21662
Quantitative Assessment of Socio-Affective Dynamics in Autism Using Interpersonal Physiology
Objectives: Develop a novel analytic procedure for modeling interpersonal physiological dynamics and evaluate that model on pilot data collected from minimally-verbal (MV) children with ASD and their therapists during an empirically validated intervention focused on joint engagement and co-regulation (Kasari, Freeman, & Paparella, 2006). Using dynamical systems models, our analytical method provides clear effect sizes for levels of physiological interdependence (i.e., synchrony) and shows consistency with existing behavioral coding data.
Methods: Electrodermal activity (EDA) data was wirelessly recorded from six MV children with ASD and their therapists during intervention sessions. Using a windowed time-series approach, we applied a dynamical systems model of self- and co-regulation. For each child-therapist dyad we extracted the percentage of variance explained by their partner’s physiology via hierarchical regression. Subsequently, we assessed correspondence of these interpersonal physiological parameters with expert-coded behavioral measures of SR using a mixed-effects model to account for the nested structure of the data.

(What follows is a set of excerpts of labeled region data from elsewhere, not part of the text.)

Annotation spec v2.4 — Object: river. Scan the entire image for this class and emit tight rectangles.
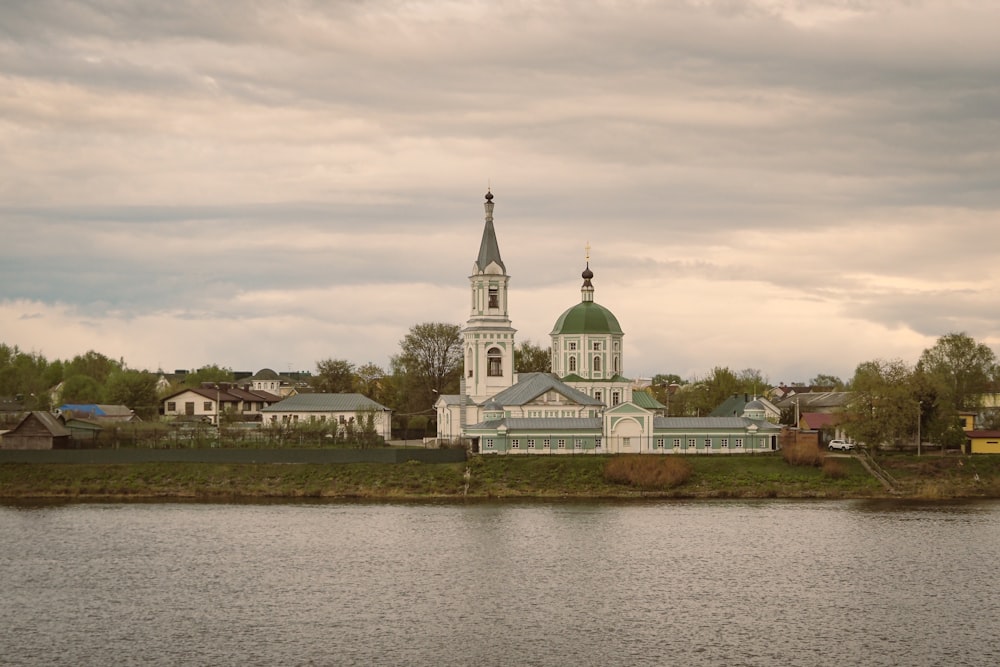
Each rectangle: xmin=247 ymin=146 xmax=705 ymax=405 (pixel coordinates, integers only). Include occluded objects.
xmin=0 ymin=500 xmax=1000 ymax=666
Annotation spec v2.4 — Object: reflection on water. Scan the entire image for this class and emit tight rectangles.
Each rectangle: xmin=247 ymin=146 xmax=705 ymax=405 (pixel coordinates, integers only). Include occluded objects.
xmin=0 ymin=501 xmax=1000 ymax=665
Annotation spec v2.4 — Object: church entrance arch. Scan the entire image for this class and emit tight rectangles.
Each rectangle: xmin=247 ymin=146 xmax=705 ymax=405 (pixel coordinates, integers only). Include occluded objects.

Results: Our dynamical systems model explained significant variance attributable to interpersonal influence (R2 range: 0.0 – 0.67), and showed correspondence with behavioral coding of SR-relevant behaviors (F(2,61)=4.21, p<.05, R2=0.10).
Conclusions: These data confirm the co-regulatory nature of the child and therapist physiology, and correspond to behavioral ratings, while providing greater temporal specificity on co-regulatory dynamics. To our knowledge, this is the first time interpersonal physiological measures using dynamical systems models have been applied to dyadic interactions in children with ASD. The utility of physiological measures for evaluating interpersonal functioning, and our new analytic technique, shows promise for allowing more efficient, objective, reproducible, and sensitive indices of SR and ER to study developmental underpinnings of socio-affective dynamics in ASD.